Há dez anos, o cineasta Eduardo Baggio pesquisava no Arquivo Público para um trabalho quando se deparou com uma manchete em um jornal: "Órfãos de pais vivos." Curioso, desviou do foco e descobriu uma das facetas das colônias para portadores de hanseníase então chamados de leprosos criadas no Brasil nas décadas de 1930 e 1940. Além da internação compulsória, muitas mulheres foram separadas de seus filhos, que acabaram adotados por outras pessoas com o aval da lei. Baggio mergulhou na história. O resultado é o documentário Santa Teresa, que estreia hoje no Festival Olhar de Cinema, dentro da mostra Mirada Paranaense.
"Os filhos eram retirados e levados para uma espécie de educandário e, por vezes, adotados por outras famílias, mesmo estando muito próximos das crianças. Essa é uma das situações drásticas dessa política higienista no tratamento da hanseníase que existiu no Brasil e no mundo", conta o cineasta, sobre a então colônia que dá nome ao filme, localizada na cidade de São Pedro de Alcântara, na região metropolitana de Florianópolis.
O documentário, seu trabalho de doutorado em Comunicação e Semiótica pela PUC de São Paulo, foi feito com recursos próprios e equipe reduzida além dele, Maurício Baggio ficou responsável pela direção de fotografia e Demian Garcia pelo som. As jornalistas Milena Emilião e Natália Tereza o auxiliaram na pesquisa.
Baggio centrou a história no hoje Hospital Santa Teresa, especializado em tratamentos ligados a doenças de pele, e que mantém remanescentes da internação compulsória das décadas passadas. Uma das personagens do filme, que tem 84 anos, vive no local desde os 14. "Ela não sabe viver fora de lá, e hoje isso é um direito. O estado tem a obrigação de manter aqueles que optam por ficar. Perto de 30 pessoas são remanescentes", relata.

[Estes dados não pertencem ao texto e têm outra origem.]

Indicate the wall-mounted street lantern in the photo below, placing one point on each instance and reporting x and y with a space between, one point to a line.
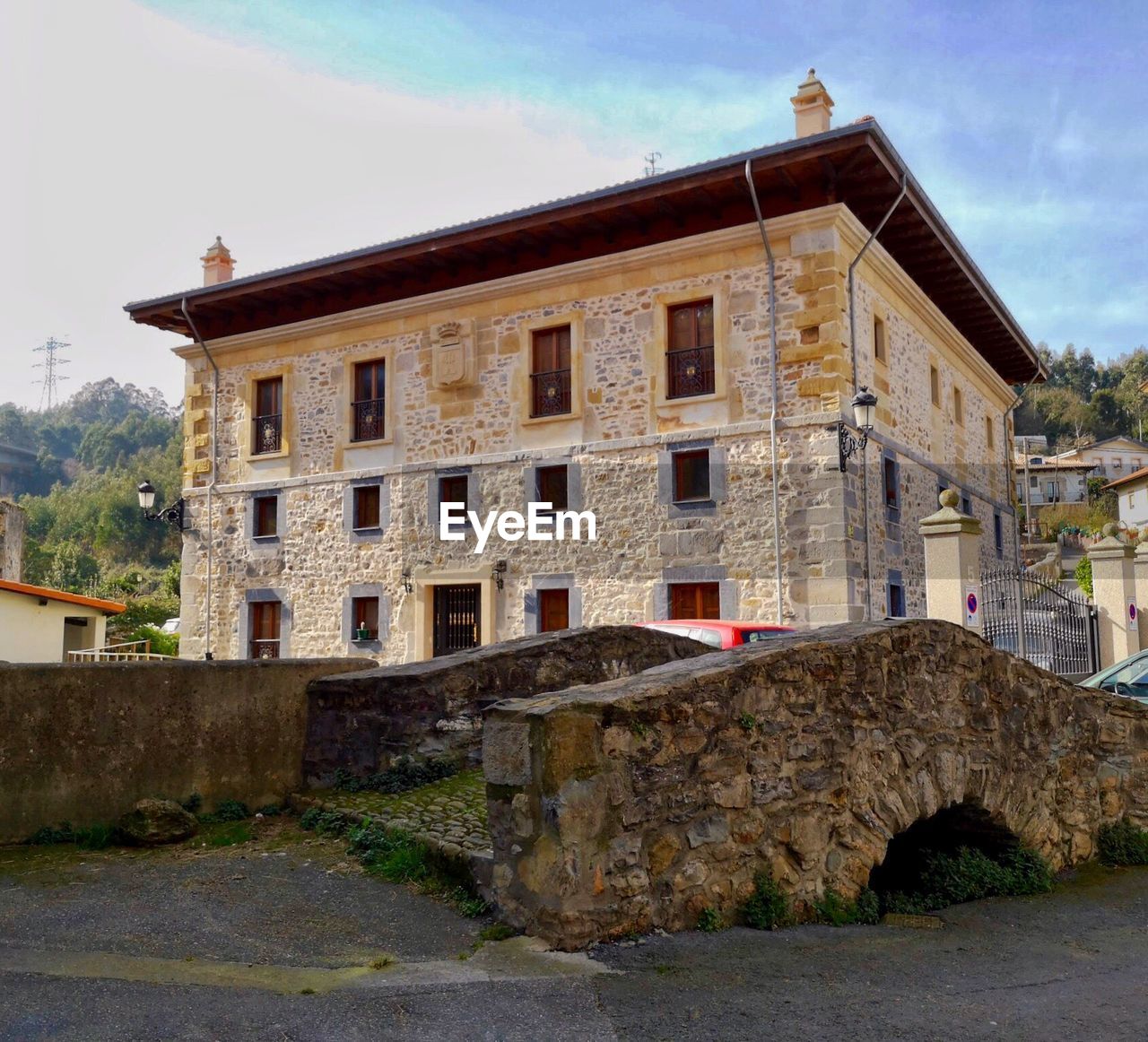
865 412
172 516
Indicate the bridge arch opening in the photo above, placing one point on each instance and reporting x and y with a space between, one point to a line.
958 825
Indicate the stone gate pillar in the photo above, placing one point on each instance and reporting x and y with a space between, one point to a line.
953 563
1114 590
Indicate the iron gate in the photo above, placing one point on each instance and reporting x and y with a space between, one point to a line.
1039 620
457 619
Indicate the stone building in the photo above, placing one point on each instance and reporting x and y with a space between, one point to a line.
674 355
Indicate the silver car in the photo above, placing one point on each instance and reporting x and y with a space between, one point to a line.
1128 678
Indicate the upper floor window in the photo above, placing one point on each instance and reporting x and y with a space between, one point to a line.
366 501
892 485
452 488
369 401
896 600
691 475
550 372
365 619
265 619
265 522
552 487
690 352
553 611
267 421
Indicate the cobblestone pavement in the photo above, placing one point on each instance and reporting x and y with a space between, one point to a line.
452 811
285 938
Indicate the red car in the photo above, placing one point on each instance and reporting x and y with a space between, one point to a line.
718 632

O cineasta buscou locais em São Paulo e Minas Gerais que ainda abrigam esses pacientes, mas não conseguiu autorização para filmar. "Tive muitas negativas. Muitos estados não querem falar sobre essas colônias, porque elas geram custo e não são um investimento de saúde do qual se faz propaganda. É a manutenção do que foi feito no passado, e não sabem se foi correto ou não."
Discussão
A intenção do cineasta não foi a de esclarecer as histórias. "Não é a explicação de tudo, é uma ponta para que as pessoas saibam que elas ainda estão nesses lugares", diz Baggio, que não quer julgar a medida tomada na época. "Entendo que quando se descobriu que a doença era contagiosa, o estado e a sociedade buscaram uma saída para a hanseníase. Mas é importante ver as sequelas dessa internação compulsória na vida dessas pessoas."
O cineasta também pretende que o documentário sirva para refletir sobre as políticas de isolamento, assunto polêmico no país, principalmente em relação aos usuários de crack. "No caso da hanseníase, foi feito em nome da saúde pública, e acabou sendo muito drástico com a vida das pessoas", frisa.
Mirada
Santa Teresa será o primeiro filme exibido dentro da mostra Mirada Paranaense, que proporciona para a produção local o mesmo espaço e horários nobres de outras mostras. Além do documentário de Baggio (um longa-metragem), curtas-metragens de cineastas locais serão exibidos a partir de amanhã em sessões com blocos de cinco filmes.
Além disso, filmes premiados de produtores paranaense, como Aquilo Que Fazemos com as Nossas Desgraças, de Arthur Tuoto, e A Que Deve a Honra da Ilustre Visita Este Simples Marquês?, de Rafael Urban e Terence Keller, fazem parte das mostras Outros Olhares Longa e Olhar Itinerante, respectivamente.